The partnership also supports predictions that global power demand from data centers will increase by 50 percent by 2027 and may grow by as much as 165 percent by 2030. This surge is largely driven by the expansion of artificial intelligence and high-density data centers.

The US Department of Energy further reports that data center load growth has tripled over the past decade and is expected to double or triple again by 2028.

In a statement, UAE Investment Minister Mohamed Hassan Al-Suwaidi, who also serves as managing director and group CEO of ADQ, emphasized the strategic importance of this collaboration. He stated: “The rapid acceleration of AI and its widespread adoption presents significant opportunities to address the growing power and infrastructure needs of data centers and hyperscalers. Meeting these power demands poses evolving challenges for governments worldwide to ensure a secure, stable, and commercially competitive electricity supply.”

“As an active investor with a strong focus on critical infrastructure and a proven ability to build long-term partnerships, we are well-positioned to address these shifting dynamics. Our partnership with ECP enables us to invest meaningfully in power generation and related infrastructure assets that will meet the growing demand for electricity, support industry progress, and help future-proof economies,” Al-Suwaidi added.
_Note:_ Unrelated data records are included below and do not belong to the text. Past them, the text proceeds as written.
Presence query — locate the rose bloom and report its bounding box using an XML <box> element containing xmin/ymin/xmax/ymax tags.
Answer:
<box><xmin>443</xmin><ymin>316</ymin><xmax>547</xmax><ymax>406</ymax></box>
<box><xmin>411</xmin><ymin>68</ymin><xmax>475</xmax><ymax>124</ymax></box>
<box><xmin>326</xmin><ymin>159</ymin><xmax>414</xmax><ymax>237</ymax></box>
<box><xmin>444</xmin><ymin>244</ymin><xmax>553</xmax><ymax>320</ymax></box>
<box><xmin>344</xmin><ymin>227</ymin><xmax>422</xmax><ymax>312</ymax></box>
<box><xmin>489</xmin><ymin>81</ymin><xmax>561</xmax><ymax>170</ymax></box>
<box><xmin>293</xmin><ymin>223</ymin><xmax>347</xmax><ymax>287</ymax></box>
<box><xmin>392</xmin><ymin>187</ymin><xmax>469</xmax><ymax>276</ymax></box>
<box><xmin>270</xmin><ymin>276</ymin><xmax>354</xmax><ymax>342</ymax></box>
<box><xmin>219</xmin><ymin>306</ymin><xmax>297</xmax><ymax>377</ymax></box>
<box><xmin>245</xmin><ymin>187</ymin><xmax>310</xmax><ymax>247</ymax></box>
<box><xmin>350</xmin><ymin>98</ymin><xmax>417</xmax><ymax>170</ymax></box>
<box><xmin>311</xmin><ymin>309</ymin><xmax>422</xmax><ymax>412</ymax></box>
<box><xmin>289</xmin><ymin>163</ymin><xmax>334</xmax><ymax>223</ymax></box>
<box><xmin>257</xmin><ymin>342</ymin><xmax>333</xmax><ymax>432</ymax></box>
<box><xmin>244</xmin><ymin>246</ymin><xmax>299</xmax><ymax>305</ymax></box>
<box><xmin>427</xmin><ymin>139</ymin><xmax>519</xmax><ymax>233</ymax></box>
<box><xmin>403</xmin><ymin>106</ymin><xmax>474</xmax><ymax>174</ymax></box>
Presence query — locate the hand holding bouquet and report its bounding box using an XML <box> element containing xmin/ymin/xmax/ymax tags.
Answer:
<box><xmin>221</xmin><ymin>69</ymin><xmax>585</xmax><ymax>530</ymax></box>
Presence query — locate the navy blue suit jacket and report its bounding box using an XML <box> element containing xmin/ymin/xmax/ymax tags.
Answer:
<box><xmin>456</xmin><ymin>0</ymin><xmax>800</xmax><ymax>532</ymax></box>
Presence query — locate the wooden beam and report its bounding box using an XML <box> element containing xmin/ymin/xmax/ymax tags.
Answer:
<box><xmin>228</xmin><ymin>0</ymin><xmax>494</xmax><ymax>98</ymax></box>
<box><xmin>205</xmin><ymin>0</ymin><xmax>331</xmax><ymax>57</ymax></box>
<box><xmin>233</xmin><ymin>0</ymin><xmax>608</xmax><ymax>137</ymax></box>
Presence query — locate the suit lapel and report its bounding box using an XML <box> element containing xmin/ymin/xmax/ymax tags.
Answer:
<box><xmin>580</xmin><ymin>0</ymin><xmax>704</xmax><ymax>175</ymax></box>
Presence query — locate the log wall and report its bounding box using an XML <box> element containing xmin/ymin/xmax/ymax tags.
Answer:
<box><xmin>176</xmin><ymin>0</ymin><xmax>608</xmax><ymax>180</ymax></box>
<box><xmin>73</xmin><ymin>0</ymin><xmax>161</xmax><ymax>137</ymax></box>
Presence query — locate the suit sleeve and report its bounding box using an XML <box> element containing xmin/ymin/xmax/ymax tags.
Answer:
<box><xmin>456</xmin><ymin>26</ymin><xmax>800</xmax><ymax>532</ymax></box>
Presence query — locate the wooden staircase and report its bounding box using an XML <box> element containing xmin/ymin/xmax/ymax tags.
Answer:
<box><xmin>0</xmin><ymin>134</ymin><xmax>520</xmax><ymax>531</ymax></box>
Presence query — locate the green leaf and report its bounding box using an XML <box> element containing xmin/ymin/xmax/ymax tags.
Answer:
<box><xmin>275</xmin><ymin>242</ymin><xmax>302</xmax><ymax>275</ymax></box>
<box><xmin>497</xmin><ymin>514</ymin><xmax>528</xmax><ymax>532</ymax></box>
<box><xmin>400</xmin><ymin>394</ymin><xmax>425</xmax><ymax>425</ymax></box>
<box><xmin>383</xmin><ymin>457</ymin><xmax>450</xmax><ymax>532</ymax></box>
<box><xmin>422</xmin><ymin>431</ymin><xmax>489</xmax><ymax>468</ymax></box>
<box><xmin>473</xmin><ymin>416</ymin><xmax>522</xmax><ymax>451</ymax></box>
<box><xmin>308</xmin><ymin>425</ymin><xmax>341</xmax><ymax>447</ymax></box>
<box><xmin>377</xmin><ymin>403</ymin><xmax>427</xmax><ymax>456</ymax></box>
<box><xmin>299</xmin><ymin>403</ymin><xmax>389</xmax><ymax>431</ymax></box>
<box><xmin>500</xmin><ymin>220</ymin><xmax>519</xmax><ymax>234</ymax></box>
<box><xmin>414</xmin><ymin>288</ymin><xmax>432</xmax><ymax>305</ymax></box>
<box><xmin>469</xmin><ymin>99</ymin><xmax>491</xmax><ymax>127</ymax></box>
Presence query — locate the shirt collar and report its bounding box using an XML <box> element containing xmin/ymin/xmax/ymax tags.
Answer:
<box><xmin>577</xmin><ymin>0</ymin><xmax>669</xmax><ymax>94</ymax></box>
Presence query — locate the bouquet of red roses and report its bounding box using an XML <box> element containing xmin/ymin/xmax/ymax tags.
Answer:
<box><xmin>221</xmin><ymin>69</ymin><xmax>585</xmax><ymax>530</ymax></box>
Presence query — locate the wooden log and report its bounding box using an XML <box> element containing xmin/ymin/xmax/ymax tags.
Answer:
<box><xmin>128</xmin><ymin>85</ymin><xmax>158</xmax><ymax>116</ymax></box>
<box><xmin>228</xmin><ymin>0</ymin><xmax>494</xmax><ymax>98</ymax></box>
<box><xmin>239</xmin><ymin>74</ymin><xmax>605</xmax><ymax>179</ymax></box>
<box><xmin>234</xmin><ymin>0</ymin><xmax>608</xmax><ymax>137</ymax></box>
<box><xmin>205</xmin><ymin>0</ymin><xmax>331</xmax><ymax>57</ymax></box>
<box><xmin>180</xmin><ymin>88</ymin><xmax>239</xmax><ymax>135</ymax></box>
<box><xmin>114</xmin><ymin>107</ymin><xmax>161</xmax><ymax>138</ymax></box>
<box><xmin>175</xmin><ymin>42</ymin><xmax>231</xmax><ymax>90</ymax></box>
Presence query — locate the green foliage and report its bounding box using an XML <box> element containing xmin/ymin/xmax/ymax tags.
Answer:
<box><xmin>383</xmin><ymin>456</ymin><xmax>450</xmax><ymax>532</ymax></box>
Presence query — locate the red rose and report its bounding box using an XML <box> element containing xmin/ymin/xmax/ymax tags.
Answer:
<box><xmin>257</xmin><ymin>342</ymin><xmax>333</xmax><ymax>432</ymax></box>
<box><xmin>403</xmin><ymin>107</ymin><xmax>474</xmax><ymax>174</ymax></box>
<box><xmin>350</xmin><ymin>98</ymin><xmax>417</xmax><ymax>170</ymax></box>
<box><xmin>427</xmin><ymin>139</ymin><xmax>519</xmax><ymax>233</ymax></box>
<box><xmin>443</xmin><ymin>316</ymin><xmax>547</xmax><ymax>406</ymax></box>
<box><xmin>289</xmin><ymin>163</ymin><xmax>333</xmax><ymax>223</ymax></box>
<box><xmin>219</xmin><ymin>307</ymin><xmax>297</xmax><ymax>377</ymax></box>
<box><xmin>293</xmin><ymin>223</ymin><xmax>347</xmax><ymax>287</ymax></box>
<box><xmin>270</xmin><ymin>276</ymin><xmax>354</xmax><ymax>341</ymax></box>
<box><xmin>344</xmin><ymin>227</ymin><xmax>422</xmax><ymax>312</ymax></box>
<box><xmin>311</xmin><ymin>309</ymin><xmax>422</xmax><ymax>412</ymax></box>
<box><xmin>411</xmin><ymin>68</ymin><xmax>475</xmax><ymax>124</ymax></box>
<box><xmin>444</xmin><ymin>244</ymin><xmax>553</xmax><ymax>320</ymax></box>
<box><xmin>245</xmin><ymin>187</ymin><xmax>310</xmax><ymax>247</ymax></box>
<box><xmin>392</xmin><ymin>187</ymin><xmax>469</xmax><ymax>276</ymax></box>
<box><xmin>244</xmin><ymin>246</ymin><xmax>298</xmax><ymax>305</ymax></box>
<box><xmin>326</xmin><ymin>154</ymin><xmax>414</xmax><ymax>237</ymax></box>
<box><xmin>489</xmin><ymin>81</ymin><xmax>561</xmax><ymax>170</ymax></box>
The statement further highlighted the critical need for reliable and consistent power in high-growth sectors, underscoring the necessity of nearby captive power plants to meet these demands. The partnership is designed to address these long-term needs, focusing on greenfield developments, new projects, and expansion opportunities, positioning it as a leader in power generation for the expanding US economy.

Doug Kimmelman, founder and executive chairman of ECP, remarked: “We are honored to collaborate with ADQ to provide the electricity resources required by the rapidly expanding AI and data center sector. The build-out of new power generation resources in the U.S. will necessitate significant, patient capital with a long-term investment horizon.”